I climbed to my feet, looking right and left, watching the fog of my breath disappear into the dark. My bare feet were frozen, but I couldn't be quiet any other way. Which direction? Vidar usually camped near the northeast. I took two steps. A noise behind me stopped my heart. Before I could turn, a massive meaty hand had clapped onto my shoulder and wrenched me around.

I found myself, for the first time, face-to-face with Odin.

Chapter Thirty-Two

Vidar watched the water run between Aud's fingers. He was numb with shock.

"I'm sorry, Vidar," Aud said.

"It can't be."

Aud tried to touch his hand but he flinched away.

"It can't be!" he screamed to the stormy sky. Already, as Odin left Asgard, the clouds were drawing away, the branches of the tree began to calm, but in Vidar's blood the storm continued.

"I'm going after him," he said.

"You can't. He's closed the bridge."

"I'll make Heimdall open it."

"How? Reason with him? It's too late, Vidar."

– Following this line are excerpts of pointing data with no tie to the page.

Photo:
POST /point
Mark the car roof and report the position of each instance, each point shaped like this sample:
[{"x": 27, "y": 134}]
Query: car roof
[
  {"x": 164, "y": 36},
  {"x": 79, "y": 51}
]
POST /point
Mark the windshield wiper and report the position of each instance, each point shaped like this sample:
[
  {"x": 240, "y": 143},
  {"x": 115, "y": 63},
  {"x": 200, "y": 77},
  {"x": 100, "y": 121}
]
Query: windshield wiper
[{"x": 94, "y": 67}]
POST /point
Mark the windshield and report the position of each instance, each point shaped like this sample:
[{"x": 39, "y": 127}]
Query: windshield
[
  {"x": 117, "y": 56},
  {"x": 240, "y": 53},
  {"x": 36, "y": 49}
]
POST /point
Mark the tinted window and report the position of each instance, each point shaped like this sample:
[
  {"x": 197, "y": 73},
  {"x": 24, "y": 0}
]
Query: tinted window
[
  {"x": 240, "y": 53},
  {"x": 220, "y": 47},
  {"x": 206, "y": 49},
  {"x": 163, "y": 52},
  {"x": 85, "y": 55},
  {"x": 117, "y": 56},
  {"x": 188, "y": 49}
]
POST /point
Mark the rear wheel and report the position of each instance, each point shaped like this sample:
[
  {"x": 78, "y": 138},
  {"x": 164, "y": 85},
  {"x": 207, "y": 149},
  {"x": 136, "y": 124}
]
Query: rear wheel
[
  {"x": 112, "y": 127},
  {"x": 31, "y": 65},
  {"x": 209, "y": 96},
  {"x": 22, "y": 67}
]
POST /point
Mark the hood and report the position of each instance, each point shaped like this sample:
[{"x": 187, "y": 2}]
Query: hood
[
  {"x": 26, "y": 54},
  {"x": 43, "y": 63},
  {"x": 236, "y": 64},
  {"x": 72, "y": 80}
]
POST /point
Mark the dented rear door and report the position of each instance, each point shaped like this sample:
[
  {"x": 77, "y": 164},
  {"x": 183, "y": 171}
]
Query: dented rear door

"It's not too late," he roared, turning on her. "Where is the thread?" Aud pulled it from her apron and held it out on her palm. "Here."

"You see, the colors still shine. Fate is not decided. She is not dead."

"Stop to think, Vidar. Heimdall is a mighty warrior, used to fighting off giants who want to cross Bifrost. Even if you picked up a sword, you couldn't defeat him. Victoria is easy prey. Odin will find her and it will be over."

"Don't say that! Victoria is intelligent and resourceful. She knows the signs, she'll be on her guard. It's not like the first time, when they only had a church to hide in. Their buildings are made of metal and stone; they have locks that no key can open. She'll wait for me, she needs me." Aud shook her head; the clouds dashed and dappled over the moon to illuminate her pitying face. "Vidar!